In summary, there are portions of the Genesee River Basin that are environmentally in good health. However, major portions of the watershed are degraded to varying degrees.
Data used in this first Report Card is taken from reports published by the New York State Department of Environmental Conservation (DEC) and focus on Total Phosphorus and Total Suspended Solids as well as the Department of Environmental Conservation’s assessments of suitability for human use.
Future report cards will also include the growing database of water quality measurements being collected by Genesee RiverWatch’s volunteer water quality monitors.
“The Genesee River is a major asset and resource for our region," said Board President Mike Haugh. "Rochester would not be the metropolitan area it is today if it wasn’t for the river. Its environmental, recreational and economic impact is critical to the future success of our region.
Genesee RiverWatch is dedicated to improving, preserving and celebrating the Genesee River and its tributaries and we hope you will join us in this effort.”
Genesee River Facts
The Genesee River flows 157 miles from its sources near Gold, Pennsylvania to Lake Ontario at Rochester, New York. The Genesee Basin drains approximately 2,500 square miles in Monroe, Livingston, Genesee, Orleans, Wyoming, Ontario, Steuben, Allegany and Cattaraugus counties in New York and Potter County in Pennsylvania. Twenty-four sub-watersheds of the Genesee contain 5,048 miles of streams.
Current land use within the watershed is approximately 52 percent agricultural, 40 percent forest, 4 percent urban, 2 percent wetlands and 2 percent other developed lands.
The Genesee River has been shaped by its glacial history. The last glacier receded around 12,000 years ago, leaving the spectacular Letchworth gorge and magnificent waterfalls, but also unconsolidated soils that erode easily and produce approximately 420,000 tons of river sediment each year.
Genesee RiverWatch improves the water quality of the Genesee River and its tributaries to create environmental, recreational and economic assets for its communities. We also connect people to the river, encouraging them to explore, experience and celebrate the river.
Upcoming: Sixth Annual Genesee River Basin Summit
Genesee RiverWatch will host its Sixth Annual Genesee River Basin Summit on Tuesday, May 7, at the Rochester Institute of Technology, Louise Slaughter Hall. The program will begin at 8 a.m. and end at 4:30 p.m.

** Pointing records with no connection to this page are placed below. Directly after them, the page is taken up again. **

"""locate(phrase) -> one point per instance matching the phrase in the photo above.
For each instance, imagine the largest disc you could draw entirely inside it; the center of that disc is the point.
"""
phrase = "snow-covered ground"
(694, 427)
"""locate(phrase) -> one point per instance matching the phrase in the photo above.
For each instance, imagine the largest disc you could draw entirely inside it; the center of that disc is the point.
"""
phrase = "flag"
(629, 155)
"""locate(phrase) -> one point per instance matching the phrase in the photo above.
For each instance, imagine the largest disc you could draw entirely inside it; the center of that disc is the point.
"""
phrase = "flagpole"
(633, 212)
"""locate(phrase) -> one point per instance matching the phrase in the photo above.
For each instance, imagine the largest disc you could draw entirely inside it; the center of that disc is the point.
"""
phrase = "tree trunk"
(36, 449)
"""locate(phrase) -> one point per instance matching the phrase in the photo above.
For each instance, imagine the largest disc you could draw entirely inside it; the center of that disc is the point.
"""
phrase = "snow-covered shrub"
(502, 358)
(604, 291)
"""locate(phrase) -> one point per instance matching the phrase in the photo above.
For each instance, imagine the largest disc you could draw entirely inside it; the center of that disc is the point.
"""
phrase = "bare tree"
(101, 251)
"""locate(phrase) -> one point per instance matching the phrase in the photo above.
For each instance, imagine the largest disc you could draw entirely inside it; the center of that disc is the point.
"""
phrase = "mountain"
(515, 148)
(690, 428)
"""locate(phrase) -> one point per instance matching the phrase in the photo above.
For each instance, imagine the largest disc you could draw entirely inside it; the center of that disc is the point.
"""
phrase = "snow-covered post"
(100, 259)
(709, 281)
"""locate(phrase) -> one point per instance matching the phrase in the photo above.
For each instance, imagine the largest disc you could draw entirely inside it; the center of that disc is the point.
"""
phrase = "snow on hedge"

Admission is free and includes a continental breakfast and afternoon break. A noon break will allow attendees to discuss the program over lunch at several food service facilities on the RIT campus. Registration is requested; click here.
I hope that with this information, local and state agencies utilize this information to improve our environment rather than ignoring the information this study provides.